Concerns and Criticism
The latest bill has sparked significant concern within the crypto community due to several contentious stipulations. Among these is the imposition of criminal penalties for violations, which could incur hefty fines of up to 10 million Polish zlotys (around $2.8 million) and potentially lead to prison sentences of up to two years for non-compliance.
Janusz Kowalski, an opposition lawmaker from the Law and Justice (PiS) party, sharply criticized the stringent nature of the bill, claiming it is the most limiting cryptocurrency legislation in the EU, and contrasting its 118 pages of regulations to the much simpler frameworks of other European nations like Germany and the Czech Republic.
Concerns surrounding regulatory delays were also raised, with Tomasz Mentzen, a politician and blockchain enthusiast, noting the KNF’s notoriously slow processing times, averaging about 30 months for applications. He warned that the new law could stifle the growth of blockchain technology and stablecoins in Poland and called for intervention from the Senate and President Karol Nawrocki to prevent potential harm to the crypto sector.
Presidential Support for Innovation
President Nawrocki, who won the presidency with a promise to support crypto innovations and oppose oppressive regulations, affirmed his commitment to fostering an environment conducive to growth and technological advancement. This sentiment resonates with many in the crypto space who are keen to see Poland embrace rather than inhibit innovation in digital currencies.

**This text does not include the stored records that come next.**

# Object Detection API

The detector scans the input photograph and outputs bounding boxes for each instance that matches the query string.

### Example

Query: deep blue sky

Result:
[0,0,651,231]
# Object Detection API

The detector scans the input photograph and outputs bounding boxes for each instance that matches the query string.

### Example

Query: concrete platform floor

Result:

Future of Crypto in Poland
As the bill proceeds to the Senate, the debate around its implications continues, with proponents highlighting the need for regulation to protect users and critics warning that overregulation could drive innovation out of the country altogether. The path forward for crypto in Poland remains uncertain, hinging on the actions of the Senate and the President in the coming weeks.